Wie Cisco will auch Xirrus seinen Kunden den Weg zum neuen Standard erleichtern. Dies geschieht über sein neues Wireless-Array der Serie XR 2200: Es hat zwei freie Steckplätze, die modulare Access Points für 802.11ac unterstützen, wenn sie verfügbar sind. Kunden können ihre Infrastruktur dann modernisieren, indem sie einfach ihre Arrays öffnen und die neuen Funkmodule für mehr Bandbreite einsetzen, sagt Bruce Miller, Vice President für Pardoukt-Marketing bei Xirrus.

WLAN Access Points: Unternehmen wollen Investitionssicherheit

Nicht alle Unternehmen werden den Schritt zu 802.11ac sofort machen.

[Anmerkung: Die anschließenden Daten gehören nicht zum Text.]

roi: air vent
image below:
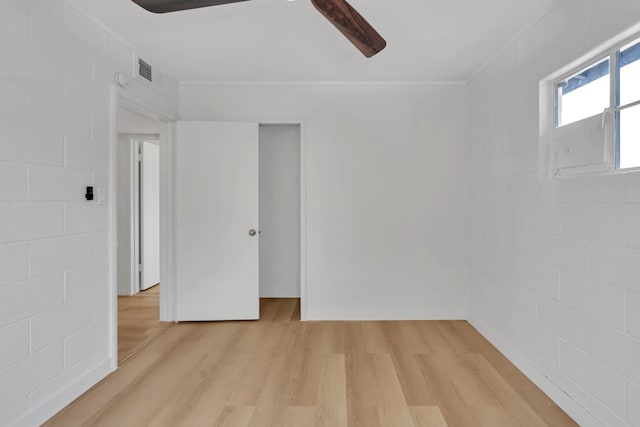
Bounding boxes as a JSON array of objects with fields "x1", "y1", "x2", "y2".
[{"x1": 138, "y1": 59, "x2": 153, "y2": 82}]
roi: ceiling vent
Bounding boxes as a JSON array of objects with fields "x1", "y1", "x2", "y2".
[{"x1": 138, "y1": 58, "x2": 153, "y2": 83}]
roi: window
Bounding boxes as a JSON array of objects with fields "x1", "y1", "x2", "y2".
[
  {"x1": 555, "y1": 58, "x2": 611, "y2": 127},
  {"x1": 540, "y1": 30, "x2": 640, "y2": 176},
  {"x1": 616, "y1": 41, "x2": 640, "y2": 169}
]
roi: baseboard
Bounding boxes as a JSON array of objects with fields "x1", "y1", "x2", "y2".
[
  {"x1": 307, "y1": 307, "x2": 468, "y2": 321},
  {"x1": 469, "y1": 319, "x2": 603, "y2": 427},
  {"x1": 14, "y1": 359, "x2": 112, "y2": 427}
]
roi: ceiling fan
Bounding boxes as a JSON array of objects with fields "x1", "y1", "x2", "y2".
[{"x1": 133, "y1": 0, "x2": 387, "y2": 58}]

Viele sind noch mit dem Upgrade auf 802.11n beschäftigt, sagt Matthias Machinowski, Analyst für Unternehmensnetze und Video bei Infonetics Research in Kalifornien. „Die Upgrades auf 802.11ac dürften im Verlauf der nächsten fünf bis sechs Jahre erfolgen“, prognostiziert er.

Viele Unternehmen wollen vor einer Standardisierung keineswegs eine neue Generation von Netzwerk-Technologie kaufen, selbst wenn Vorab-Versionen von 802.11n-Produkten letztlich erfolgreich waren. Manche Anbieter gehen auf diese Bedenken ein: Sie bieten Investitionsprogramme, die darauf ausgelegt sind, dass Kunden jeweils die aktuellste Technologie bekommen können.

So hat der kalifornische Netzwerktechnik-Anbieter Meru Networks neben einem neuen drahtlosen Access Point, dem AP332, ein Investitionsschutz-Programm angekündigt. In dem Programm können Kunden den AP332 und drei weitere Access Points nach 802.11n jetzt kaufen und für einen Zusatzpreis von 499 Dollar auf künftige 802.11ac-Technik umsteigen, wie Manish Rai, Vice President für Produkt-Marketing bei Meru, erklärt.

Trotz der Zurückhaltung gegenüber einem sofortigen Kauf sorgt der Trend zu Bring Your Own Device laut Rai dafür, dass Unternehmen sich bereits mit Geräten beschäftigen, die den neuen Standard nativ unterstützen. „Kunden, die überlegen, ob sie 802.11ac dieses oder erst nächstes Jahr einsetzen wollen, bekommen einen Rabatt, wenn sie ihre jetzt gekauften 802.11n-Geräte später gegen 802.11ac-Technik eintauschen“, erklärt er.

Auch Xirrus hat ein Investitionsprogramm für Kunden angekündigt, die mit einem Upgrade warten wollen, bis 802.11ac verabschiedet ist. In dem Programm gibt es Rabatte für Vorab-Bestellungen von 802.11ac-Produkten vor der für nächstes Jahr erwarteten allgemeinen Verfügbarkeit.

„Die Anbieter sollten intelligente Modelle entwickeln, wie Unternehmen in die Technologie investieren können“, sagt Machinowski. Viele Kunden seien daran interessiert, schon jetzt zu kaufen, weil sie wissen, dass der Preis nicht dramatisch fallen wird oder in den nächsten Monaten sogar steigen könnte.